Она скосила глаз на поникшую Мари. Наверное, та думает, что госпожа таки ужаснется и ее прогонит. И не доверит ей больше нянчить детей, думая, что у нее душа монстра, и если она убила один раз, убьет и второй.

На Соню вдруг снизошло озарение: тот дар, которым славились женщины рода Астаховых и чем обычно восхищалась она сама, в большой степени был для них бременем. Наверное, не раз они хотели избавиться от него, ничего не ощущать, не знать и быть самыми обычными женщинами. Ведь если бы она не увидела Долорес, не сказала о том Мари с явным осуждением, разве пошла бы на убийство ее любимица?! Значит, и в этом виновата княжна, а вовсе не ее служанка…

— Ничего этого не было, — сказала Соня, глядя перед собой. — Ты слышишь меня, Мари, ничего! Долорес куда‑то исчезла перед нашим отъездом, и больше мы ее не видели.

— Но зачем… зачем вы мне это говорите?!

— На всякий случай, — тихо сказала Соня. — Вдруг кто‑то когда‑нибудь спросит.

— Если мы успеем добраться до границы, то никто не спросит, — угрюмо заметила Мари, — а если не успеем, то я все расскажу тем, кто нас догонит. Я во всем виновата…

— В любом случае господину графу знать об этом не обязательно.

— Вы, как всегда, правы, ваше сиятельство.

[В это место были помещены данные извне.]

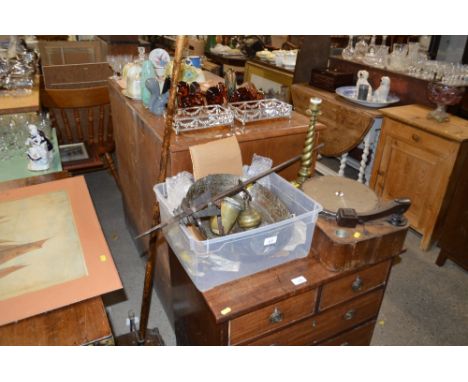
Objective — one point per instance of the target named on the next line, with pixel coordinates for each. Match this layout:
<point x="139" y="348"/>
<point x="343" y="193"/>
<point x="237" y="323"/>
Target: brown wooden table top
<point x="347" y="123"/>
<point x="78" y="324"/>
<point x="20" y="104"/>
<point x="253" y="131"/>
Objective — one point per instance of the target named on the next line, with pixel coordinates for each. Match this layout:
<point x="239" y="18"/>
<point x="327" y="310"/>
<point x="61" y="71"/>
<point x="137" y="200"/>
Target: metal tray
<point x="259" y="110"/>
<point x="202" y="117"/>
<point x="349" y="93"/>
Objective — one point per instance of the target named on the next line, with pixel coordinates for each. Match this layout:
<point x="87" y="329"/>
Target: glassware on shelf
<point x="382" y="55"/>
<point x="147" y="72"/>
<point x="360" y="49"/>
<point x="372" y="43"/>
<point x="348" y="52"/>
<point x="371" y="57"/>
<point x="443" y="95"/>
<point x="397" y="60"/>
<point x="413" y="53"/>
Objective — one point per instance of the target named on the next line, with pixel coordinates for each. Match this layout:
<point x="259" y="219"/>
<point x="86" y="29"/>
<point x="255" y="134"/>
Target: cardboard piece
<point x="222" y="156"/>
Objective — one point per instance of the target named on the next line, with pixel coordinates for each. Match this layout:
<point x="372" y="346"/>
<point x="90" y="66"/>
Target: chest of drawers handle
<point x="276" y="316"/>
<point x="357" y="284"/>
<point x="349" y="315"/>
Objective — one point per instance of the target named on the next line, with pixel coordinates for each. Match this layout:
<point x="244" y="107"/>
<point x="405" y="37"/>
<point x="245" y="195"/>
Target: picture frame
<point x="73" y="152"/>
<point x="33" y="211"/>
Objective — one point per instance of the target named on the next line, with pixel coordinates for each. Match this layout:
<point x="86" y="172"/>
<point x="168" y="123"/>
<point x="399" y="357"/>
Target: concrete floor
<point x="424" y="304"/>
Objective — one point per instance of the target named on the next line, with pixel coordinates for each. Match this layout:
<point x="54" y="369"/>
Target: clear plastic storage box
<point x="213" y="262"/>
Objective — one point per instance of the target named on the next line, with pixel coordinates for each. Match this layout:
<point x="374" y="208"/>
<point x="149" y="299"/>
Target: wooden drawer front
<point x="418" y="138"/>
<point x="327" y="324"/>
<point x="353" y="285"/>
<point x="360" y="336"/>
<point x="272" y="317"/>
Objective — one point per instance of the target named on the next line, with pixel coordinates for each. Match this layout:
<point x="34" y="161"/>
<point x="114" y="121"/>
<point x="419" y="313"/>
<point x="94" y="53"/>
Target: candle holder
<point x="306" y="159"/>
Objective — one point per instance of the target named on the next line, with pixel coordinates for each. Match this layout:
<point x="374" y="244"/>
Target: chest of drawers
<point x="272" y="308"/>
<point x="424" y="160"/>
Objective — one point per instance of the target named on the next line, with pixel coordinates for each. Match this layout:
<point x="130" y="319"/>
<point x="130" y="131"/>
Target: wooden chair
<point x="83" y="115"/>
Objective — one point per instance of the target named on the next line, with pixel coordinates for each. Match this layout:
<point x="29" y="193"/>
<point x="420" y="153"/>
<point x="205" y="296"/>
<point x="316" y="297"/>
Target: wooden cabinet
<point x="423" y="160"/>
<point x="275" y="81"/>
<point x="330" y="308"/>
<point x="454" y="237"/>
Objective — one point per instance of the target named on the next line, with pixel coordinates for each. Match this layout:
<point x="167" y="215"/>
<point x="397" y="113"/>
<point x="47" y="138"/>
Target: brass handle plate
<point x="349" y="315"/>
<point x="356" y="286"/>
<point x="415" y="137"/>
<point x="276" y="316"/>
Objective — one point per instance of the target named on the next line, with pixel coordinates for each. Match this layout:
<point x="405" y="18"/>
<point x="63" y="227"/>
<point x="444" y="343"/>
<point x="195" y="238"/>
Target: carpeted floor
<point x="423" y="305"/>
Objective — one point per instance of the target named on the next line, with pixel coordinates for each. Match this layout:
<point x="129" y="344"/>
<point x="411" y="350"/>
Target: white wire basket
<point x="250" y="111"/>
<point x="202" y="117"/>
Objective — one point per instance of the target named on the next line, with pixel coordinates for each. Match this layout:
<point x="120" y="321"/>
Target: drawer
<point x="419" y="138"/>
<point x="328" y="324"/>
<point x="353" y="285"/>
<point x="360" y="336"/>
<point x="272" y="317"/>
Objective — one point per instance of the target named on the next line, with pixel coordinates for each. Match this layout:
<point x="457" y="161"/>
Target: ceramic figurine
<point x="158" y="100"/>
<point x="381" y="94"/>
<point x="40" y="150"/>
<point x="147" y="71"/>
<point x="362" y="81"/>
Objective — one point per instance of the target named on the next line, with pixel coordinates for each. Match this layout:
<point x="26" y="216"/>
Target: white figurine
<point x="40" y="150"/>
<point x="363" y="76"/>
<point x="381" y="94"/>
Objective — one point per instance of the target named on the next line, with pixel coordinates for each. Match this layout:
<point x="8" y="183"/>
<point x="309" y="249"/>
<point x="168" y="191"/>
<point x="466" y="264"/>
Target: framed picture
<point x="52" y="249"/>
<point x="73" y="152"/>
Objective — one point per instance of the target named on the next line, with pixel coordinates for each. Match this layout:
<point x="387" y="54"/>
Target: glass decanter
<point x="443" y="95"/>
<point x="360" y="49"/>
<point x="348" y="52"/>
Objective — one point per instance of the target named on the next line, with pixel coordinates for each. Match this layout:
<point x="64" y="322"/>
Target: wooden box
<point x="76" y="75"/>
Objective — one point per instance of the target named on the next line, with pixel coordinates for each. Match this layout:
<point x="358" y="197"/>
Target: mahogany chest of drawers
<point x="297" y="303"/>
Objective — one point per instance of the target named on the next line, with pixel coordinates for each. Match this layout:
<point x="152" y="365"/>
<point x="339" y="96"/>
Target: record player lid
<point x="334" y="192"/>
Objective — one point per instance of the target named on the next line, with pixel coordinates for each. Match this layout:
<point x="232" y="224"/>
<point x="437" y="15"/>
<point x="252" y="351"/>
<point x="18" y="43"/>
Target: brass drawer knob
<point x="349" y="315"/>
<point x="356" y="286"/>
<point x="276" y="316"/>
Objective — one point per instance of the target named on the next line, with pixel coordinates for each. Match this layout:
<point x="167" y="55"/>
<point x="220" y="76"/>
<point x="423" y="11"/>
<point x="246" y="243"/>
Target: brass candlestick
<point x="306" y="158"/>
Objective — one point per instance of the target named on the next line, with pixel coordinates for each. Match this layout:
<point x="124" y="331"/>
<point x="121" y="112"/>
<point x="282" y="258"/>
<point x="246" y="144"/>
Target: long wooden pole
<point x="150" y="263"/>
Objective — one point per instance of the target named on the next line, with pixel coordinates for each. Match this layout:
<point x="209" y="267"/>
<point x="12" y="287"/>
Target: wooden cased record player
<point x="356" y="228"/>
<point x="330" y="297"/>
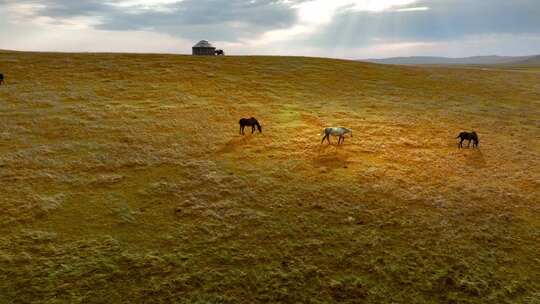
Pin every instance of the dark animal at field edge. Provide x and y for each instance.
(335, 131)
(250, 122)
(470, 136)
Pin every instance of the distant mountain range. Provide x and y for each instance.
(484, 60)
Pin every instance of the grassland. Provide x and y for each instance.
(124, 180)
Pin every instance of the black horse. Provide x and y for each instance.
(470, 136)
(250, 122)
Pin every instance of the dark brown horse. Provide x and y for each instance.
(470, 136)
(250, 122)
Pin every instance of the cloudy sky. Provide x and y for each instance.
(329, 28)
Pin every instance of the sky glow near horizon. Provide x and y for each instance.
(329, 28)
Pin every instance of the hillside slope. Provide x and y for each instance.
(427, 60)
(124, 180)
(532, 61)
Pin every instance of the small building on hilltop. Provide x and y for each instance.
(204, 48)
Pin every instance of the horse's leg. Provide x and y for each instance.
(325, 136)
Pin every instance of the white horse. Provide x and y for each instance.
(335, 131)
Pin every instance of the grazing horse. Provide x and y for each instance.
(250, 122)
(339, 131)
(472, 136)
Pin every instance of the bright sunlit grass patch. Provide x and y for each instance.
(124, 179)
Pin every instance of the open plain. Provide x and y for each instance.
(124, 180)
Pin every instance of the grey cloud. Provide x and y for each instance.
(445, 20)
(225, 20)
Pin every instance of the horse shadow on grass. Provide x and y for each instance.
(475, 158)
(331, 157)
(236, 144)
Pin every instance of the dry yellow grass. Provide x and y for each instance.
(124, 180)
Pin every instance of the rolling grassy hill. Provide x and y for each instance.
(124, 180)
(475, 60)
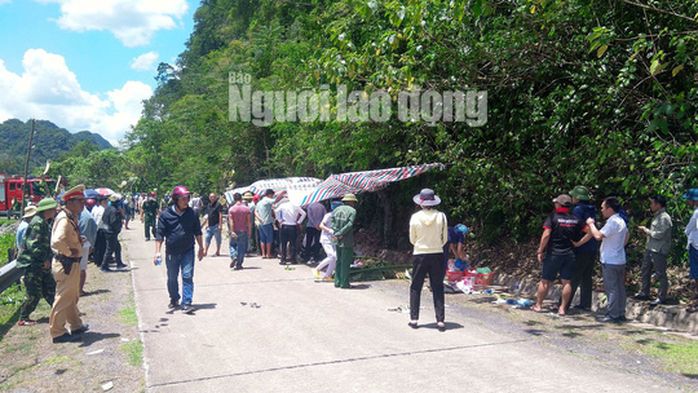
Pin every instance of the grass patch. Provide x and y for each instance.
(56, 360)
(128, 316)
(681, 358)
(134, 352)
(10, 301)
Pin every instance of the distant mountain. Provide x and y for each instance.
(50, 141)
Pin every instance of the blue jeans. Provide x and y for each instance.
(213, 232)
(174, 263)
(241, 249)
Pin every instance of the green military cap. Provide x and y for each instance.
(46, 204)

Мари хотелось поцеловать руку княжне, но она боялась, что та с отвращением ее отдернет. Или встать на колени и долго просить о прощении, но она лишь смотрела на Соню вымученным взглядом, все крепче прижимая к себе Николо.

Соня это в момент поняла, как и то, что Мари лишь стала ей еще ближе. Если это возможно.

— Мари, — сказала она через некоторое время, все еще удивляясь собственным ощущениям, — ведь ты всегда будешь мне верно служить?

Девушка как раз ворошила дрова в очаге — Жан задерживался во дворе, — обернулась и, будто все еще не веря происходящему, посмотрела Соне в глаза:

— Ваше сиятельство, я готова отдать за вас жизнь!

И Соня сразу поверила, что сказаны эти слова вовсе не под влиянием минуты. Вообще‑то она вовсе не была так уж спокойна, догадавшись о содеянном Мари. Какой еще больший вред могла бы нанести им Долорес? Может, она боялась, что придется ей ехать вместе с Соней, и потому хотела ее устранить? Или тут и в самом деле месть, прав был Пабло? О том остается лишь гадать.

Как много тайн уносят с собой в могилу люди! Молодые, вроде Долорес, ни о чем таком не задумываются. Похоже, они считают, что будут жить если и не вечно, то долго. Такие, как Соня, стараются о смерти не думать, а она всегда рядом…

Домик, в котором путешественники собирались провести ночь, пока не прогрелся настолько, чтобы не было риска простудить младенца. Мари пристроила его на кровать, завернув в меховую накидку княжны. Накануне Соня купила ее для себя в одной из портовых лавчонок Барселоны. Совсем недорого. Женщины здесь не слишком увлекались мехами, а у Софьи сохранилась к ним любовь еще со времен проживания в холодном Петербурге.